9k jumbo clusters

Sun Jul 29 21:38:24 UTC 2018

Adrian Chadd wrote:
>John-Mark Gurney wrote:
[stuff snipped]
>>
>> Drivers need to be fixed to use 4k pages instead of cluster.  I really hope
>> no one is using a card that can't do 4k pages, or if they are, then they
>> should get a real card that can do scatter/gather on 4k pages for jumbo
>> frames..
>
>Yeah but it's 2018 and your server has like minimum a dozen million 4k
>pages.
>
>So if you're doing stuff like lots of network packet kerchunking why not
>have specialised allocator paths that can do things like "hey, always give
>me 64k physical contig pages for storage/mbufs because you know what?
>they're going to be allocated/freed together always."
>
>There was always a race between bus bandwidth, memory bandwidth and
>bus/memory latencies. I'm not currently on the disk/packet pushing side of
>things, but the last couple times I were it was at different points in that
>4d space and almost every single time there was a benefit from having a
>couple of specialised allocators so you didn't have to try and manage a few
>dozen million 4k pages based on your changing workload.
>
>I enjoy the 4k page size management stuff for my 128MB routers. Your 128G
>server has a lot of 4k pages. It's a bit silly.
Here's my NFS guy perspective.
I do think 9K mbuf clusters should go away. I'll note that I once coded NFS so it
would use 4K mbuf clusters for the big RPCs (write requests and read replies) and
I actually could get the mbuf cluster pool fragmented to the point it stopped
working on a small machine, so it is possible (although not likely) to fragment
even a 2K/4K mix.

For me, send and receive are two very different cases:
- For sending a large NFS RPC (lets say a reply to a 64K read), the NFS code will
  generate a list of 33 2K mbuf clusters. If the net interface doesn't do TSO, this
  is probably fine, since tcp_output() will end up busting this up into a bunch of
  TCP segments using the list of mbuf clusters with TCP/IP headers added for
  each segment, etc...
  - If the net interface does TSO, this long list goes down to the net driver and uses
    34->35 ring entries to send it (it adds at least one segment for the MAC header
    typically). If the driver isn't buggy and the net chip supports lots of transmit
    ring entries, this works ok but...
 - If there was a 64K supercluster, the NFS code could easily use that for the 64K
   of data and the TSO enabled net interface would use 2 transmit ring entries.
   (one for the MAC/TCP/NFS header and one for the 64K of data). If the net interface
   can't handle a TSO segment over 65535bytes, it will end up getting 2 TSO segments
   from tcp_output(), but that still is a lot less than 35.
I don't know enough about net hardware to know when/if this will help perf., but
it seems that it might, at least for some chipsets?

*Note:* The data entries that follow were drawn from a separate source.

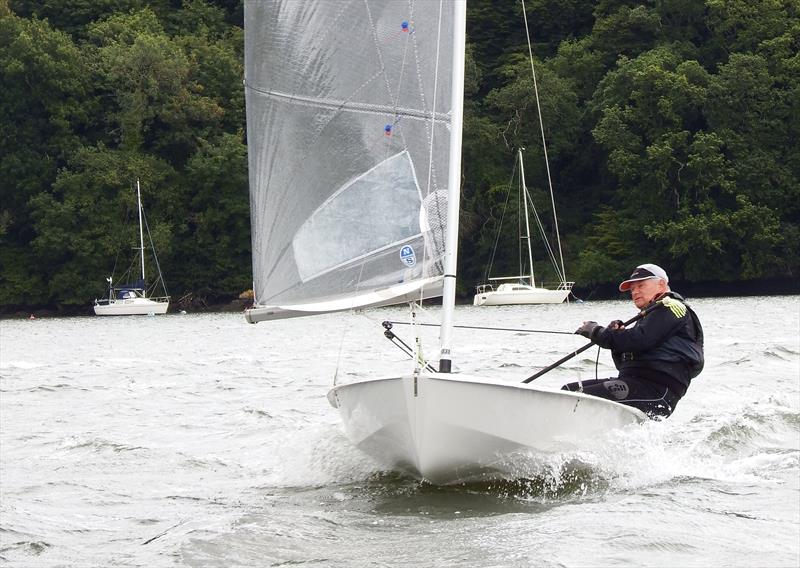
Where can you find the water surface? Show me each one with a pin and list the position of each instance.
(201, 440)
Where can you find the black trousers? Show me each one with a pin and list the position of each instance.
(653, 399)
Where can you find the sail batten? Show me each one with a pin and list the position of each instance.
(348, 109)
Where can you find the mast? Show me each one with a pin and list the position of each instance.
(453, 185)
(527, 224)
(141, 233)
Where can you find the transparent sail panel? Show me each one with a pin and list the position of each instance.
(339, 233)
(347, 123)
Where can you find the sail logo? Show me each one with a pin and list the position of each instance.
(408, 256)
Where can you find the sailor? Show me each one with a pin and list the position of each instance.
(658, 356)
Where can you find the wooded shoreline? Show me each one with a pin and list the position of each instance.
(672, 130)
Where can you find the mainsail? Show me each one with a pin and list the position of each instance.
(348, 119)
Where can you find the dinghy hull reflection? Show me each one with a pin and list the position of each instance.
(450, 428)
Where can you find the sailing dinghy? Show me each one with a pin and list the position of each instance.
(135, 298)
(354, 144)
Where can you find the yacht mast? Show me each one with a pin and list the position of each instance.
(527, 224)
(453, 186)
(141, 233)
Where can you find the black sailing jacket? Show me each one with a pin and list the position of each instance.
(663, 342)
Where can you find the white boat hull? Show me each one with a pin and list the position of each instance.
(517, 297)
(131, 307)
(451, 428)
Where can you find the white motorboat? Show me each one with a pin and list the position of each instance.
(354, 119)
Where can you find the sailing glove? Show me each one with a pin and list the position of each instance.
(589, 329)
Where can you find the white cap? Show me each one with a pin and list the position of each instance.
(644, 272)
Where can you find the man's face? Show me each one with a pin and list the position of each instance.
(643, 291)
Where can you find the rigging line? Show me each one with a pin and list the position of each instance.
(500, 225)
(155, 257)
(545, 240)
(521, 330)
(429, 127)
(544, 144)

For receive, it seems that a 64K mbuf cluster is overkill for jumbo packets, but as
others have noted, they won't be allocated for long unless packets arrive out of
order, at least for NFS. (For other apps., they  might not read the socket for a while
to get the data, so they might sit in the socket rcv queue for a while.)

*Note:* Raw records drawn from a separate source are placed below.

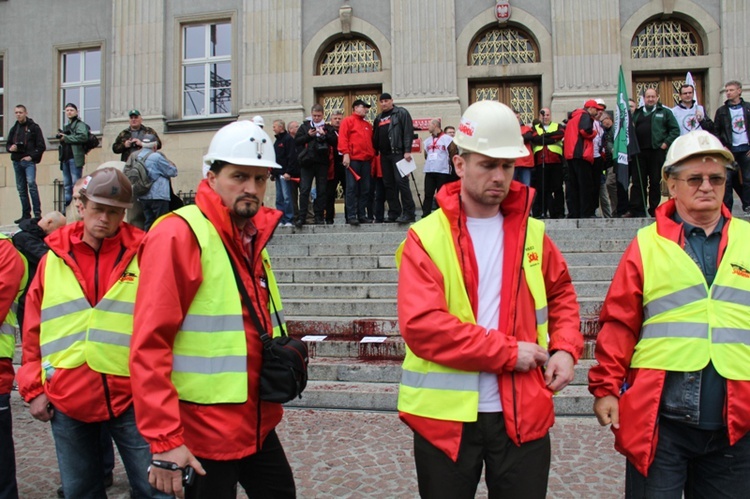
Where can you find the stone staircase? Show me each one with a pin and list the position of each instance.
(339, 282)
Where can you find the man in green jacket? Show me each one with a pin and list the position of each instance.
(655, 128)
(72, 156)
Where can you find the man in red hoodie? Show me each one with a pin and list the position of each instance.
(196, 350)
(481, 287)
(355, 143)
(578, 147)
(76, 337)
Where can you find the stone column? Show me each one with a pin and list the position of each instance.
(137, 56)
(586, 40)
(735, 41)
(424, 49)
(272, 58)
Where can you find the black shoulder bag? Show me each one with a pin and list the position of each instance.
(283, 375)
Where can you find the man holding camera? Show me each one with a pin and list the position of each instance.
(196, 352)
(317, 138)
(26, 146)
(129, 140)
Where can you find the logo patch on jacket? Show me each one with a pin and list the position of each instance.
(128, 277)
(741, 271)
(533, 256)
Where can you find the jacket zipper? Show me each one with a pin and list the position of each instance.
(513, 311)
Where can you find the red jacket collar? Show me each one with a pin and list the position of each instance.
(518, 201)
(668, 228)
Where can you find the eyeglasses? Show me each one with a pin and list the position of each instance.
(697, 181)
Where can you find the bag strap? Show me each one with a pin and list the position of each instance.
(249, 304)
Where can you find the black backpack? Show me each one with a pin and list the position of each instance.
(91, 141)
(135, 170)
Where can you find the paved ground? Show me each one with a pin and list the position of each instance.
(338, 454)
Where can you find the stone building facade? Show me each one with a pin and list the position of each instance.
(190, 67)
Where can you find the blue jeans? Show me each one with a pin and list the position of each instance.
(71, 174)
(357, 191)
(79, 455)
(8, 487)
(26, 181)
(284, 199)
(699, 462)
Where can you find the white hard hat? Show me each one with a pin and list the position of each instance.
(491, 128)
(691, 144)
(242, 143)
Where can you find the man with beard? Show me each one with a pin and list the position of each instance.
(196, 350)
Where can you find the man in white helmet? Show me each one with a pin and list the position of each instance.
(196, 352)
(490, 319)
(673, 377)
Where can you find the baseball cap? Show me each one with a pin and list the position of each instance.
(592, 103)
(149, 140)
(108, 186)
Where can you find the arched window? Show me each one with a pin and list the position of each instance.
(661, 39)
(503, 46)
(356, 55)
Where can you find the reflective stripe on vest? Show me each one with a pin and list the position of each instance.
(10, 323)
(681, 314)
(210, 349)
(435, 391)
(72, 332)
(554, 147)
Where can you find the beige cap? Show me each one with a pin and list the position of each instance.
(697, 142)
(108, 186)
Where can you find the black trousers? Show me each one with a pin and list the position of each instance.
(8, 488)
(319, 173)
(265, 474)
(432, 184)
(510, 471)
(581, 196)
(396, 186)
(647, 169)
(550, 198)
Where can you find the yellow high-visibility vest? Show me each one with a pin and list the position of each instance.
(210, 349)
(72, 332)
(686, 323)
(10, 323)
(435, 391)
(554, 147)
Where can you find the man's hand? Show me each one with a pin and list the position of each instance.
(40, 409)
(607, 410)
(530, 356)
(170, 482)
(560, 370)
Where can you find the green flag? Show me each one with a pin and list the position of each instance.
(625, 144)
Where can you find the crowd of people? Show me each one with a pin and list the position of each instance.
(163, 355)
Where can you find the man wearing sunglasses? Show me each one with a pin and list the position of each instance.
(673, 377)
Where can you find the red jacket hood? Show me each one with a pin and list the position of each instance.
(517, 202)
(211, 205)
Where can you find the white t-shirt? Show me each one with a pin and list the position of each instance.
(487, 239)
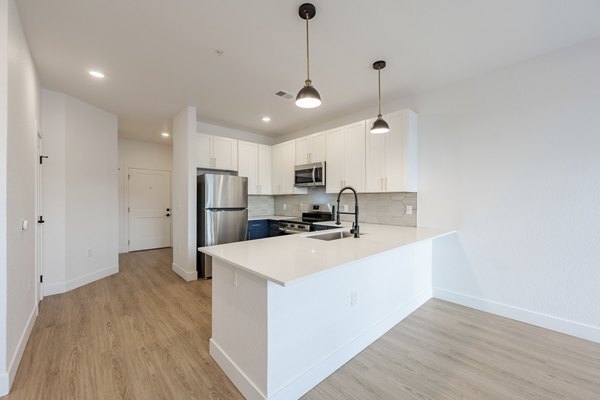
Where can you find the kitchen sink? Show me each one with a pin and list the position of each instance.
(331, 236)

I chose 64K, since that is what most net interfaces can handle for TSO these days.
(If it will soon be larger, I think this should be even larger, but all of them the same
 size to avoid fragmentation.) For the send case for NFS, it wouldn't even need to
be a very large pool, since they get free'd as soon as the net interface transmits
the TSO segment.

For NFS, it could easily call mget_supercl() and then fall back on the current code using 2K mbuf clusters if mget_supercl() failed, so a small pool would be fine for the
 NFS send side.

I'd like to see a pool for 64K or larger mbuf clusters for the send side.
For the receive side, I'll let others figure out the best solution (4K or larger
for jumbo clusters). I do think anything larger than 4K needs a separate allocation
pool to avoid fragmentation.
(I don't know, but I'd guess iSCSI could use them as well?)

rick